Bugs in Intrinsics Guide

Bugs in Intrinsics Guide

Imagen de andysem

Hi,

I've found a few bugs in the Intel Intrinsics Guide 2.7 (I'm using Linux version):

1. When the window is maximized, the search field is stretched vertically while still being a one-line edit box. It sould probably be sized accordingly.

2. __m256 _mm256_undefined_si256 () should return __m256i.

3. In some instructions description, like _mm_adds_epi8, the operation is described in terms of SignedSaturate while, e.g. _mm256_adds_epi16 is described with SaturateToSignedWord. This applies to other operations with unsigned saturation as well. Also, the vector elements are described differently. More consistent description would be nice.

4. _mm_alignr_epi8 has two descriptions.

5. I'm not sure _mm_ceil_pd signature and description is correct. It says the intrinsic returns a vector of single-precision floats. Shouldn't it be double-precision?

I didn't read all instructions so there may be more issues. I'll post if I find anything else.

PS: This is not a bug per se but some instructions are missing the Latency & Throughput information. This mostly relates to newer instructions but still this info is useful and I hope it will be added.

publicaciones de 66 / 0 nuevos
Último envío
Para obtener más información sobre las optimizaciones del compilador, consulte el aviso sobre la optimización.
Imagen de Sergey Kostrov

Thanks for the feedback!

It would be nice to duplicate these errors online on doc-html-pages where you found issues or problems. As far as I know there is a special button to provide a feedback.

>>...
>>PS: This is not a bug per se but some instructions are missing the Latency & Throughput information. This mostly relates to
>>newer instructions...

This is a known issue and was addressed several times during last a couple of months. Even some older instructions are missing, unfortunately.

Best regards,
Sergey

Imagen de Patrick Konsor (Intel)

Thanks for the feedback, most of this will be addressed in the next release.

1. I'm not able to replicate this issue with maximizing the window on Linux. What distro are you using? What version of Java?

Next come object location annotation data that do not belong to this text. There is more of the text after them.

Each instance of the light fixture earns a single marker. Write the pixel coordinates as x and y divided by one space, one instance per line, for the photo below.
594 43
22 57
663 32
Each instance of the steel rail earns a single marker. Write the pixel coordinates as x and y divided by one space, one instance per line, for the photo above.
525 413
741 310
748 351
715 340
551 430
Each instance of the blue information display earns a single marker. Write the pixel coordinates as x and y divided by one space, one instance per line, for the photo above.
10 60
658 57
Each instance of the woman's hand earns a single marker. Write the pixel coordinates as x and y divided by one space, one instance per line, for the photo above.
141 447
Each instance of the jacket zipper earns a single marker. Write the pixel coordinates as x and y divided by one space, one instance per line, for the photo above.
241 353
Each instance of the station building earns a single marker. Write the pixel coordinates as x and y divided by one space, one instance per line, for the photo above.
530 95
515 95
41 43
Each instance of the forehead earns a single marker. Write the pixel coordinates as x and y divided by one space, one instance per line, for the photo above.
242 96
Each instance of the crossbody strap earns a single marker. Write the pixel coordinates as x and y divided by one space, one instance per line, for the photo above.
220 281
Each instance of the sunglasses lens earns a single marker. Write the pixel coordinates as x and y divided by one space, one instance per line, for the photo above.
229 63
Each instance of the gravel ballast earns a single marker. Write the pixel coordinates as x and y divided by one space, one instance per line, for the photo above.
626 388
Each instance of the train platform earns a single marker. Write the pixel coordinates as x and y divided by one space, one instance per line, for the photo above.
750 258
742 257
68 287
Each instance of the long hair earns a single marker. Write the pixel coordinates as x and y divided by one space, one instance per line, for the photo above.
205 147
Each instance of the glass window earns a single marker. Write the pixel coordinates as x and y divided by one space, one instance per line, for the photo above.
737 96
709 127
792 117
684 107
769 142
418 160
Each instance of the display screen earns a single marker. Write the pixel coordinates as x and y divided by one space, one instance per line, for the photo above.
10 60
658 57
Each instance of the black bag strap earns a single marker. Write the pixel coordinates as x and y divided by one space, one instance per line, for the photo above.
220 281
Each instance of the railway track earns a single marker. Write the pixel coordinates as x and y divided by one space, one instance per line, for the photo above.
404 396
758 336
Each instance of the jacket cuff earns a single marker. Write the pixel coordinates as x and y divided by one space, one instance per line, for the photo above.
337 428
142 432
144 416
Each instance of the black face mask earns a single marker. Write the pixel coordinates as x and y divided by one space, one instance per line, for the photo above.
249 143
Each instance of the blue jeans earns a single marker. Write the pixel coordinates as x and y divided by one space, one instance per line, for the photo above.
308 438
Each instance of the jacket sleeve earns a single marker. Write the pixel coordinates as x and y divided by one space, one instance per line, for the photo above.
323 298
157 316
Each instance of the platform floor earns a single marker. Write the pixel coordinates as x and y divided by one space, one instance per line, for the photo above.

2. This will be resolved in the next release.

3. All the descriptions and operations have been updated for the next release, so they should now be much more consistent.

4. This will be resolved in the next release.

5. This will be resolved in the next release.

I have not added any additional latency and throughput data yet, but I may get to this soon.

Imagen de Sergey Kostrov

>>...I have not added any additional latency and throughput data yet, but I may get to this soon.

Thanks for the update and please keep everybody informed!

Imagen de andysem

@Sergey Kostrov

> It would be nice to duplicate these errors online on doc-html-pages where you found issues or problems. As far as I know there is a special button to provide a feedback.

I don't quite understand what pages do you mean. Could you provide a link.

@Patrick Konsor

> 1. I'm not able to replicate this issue with maximizing the window on Linux. What distro are you using? What version of Java?

I'm seeing this on Kubuntu 12.04 and 12.10, both x86-64, KDE 4.9.5 whil dual monitors attached. I'm using Oracle Java:

java version "1.7.0_11"
Java(TM) SE Runtime Environment (build 1.7.0_11-b21)
Java HotSpot(TM) 64-Bit Server VM (build 23.6-b04, mixed mode)

I've attached a screenshot to illustrate the problem.

Adjuntos: 

AdjuntoTamaño
Descargar snapshot1.png240.46 KB
Imagen de andysem

A new pack of bugs:

1. _mm_cvtss_f32 is described to be equivalent to cvtss2si instruction. I suppose, the intrinsic should not generate any instructions, if the compiler uses SSE for math calculations or should simply store the value to some memory or general purpose register. But it sould not convert the float value to an integer.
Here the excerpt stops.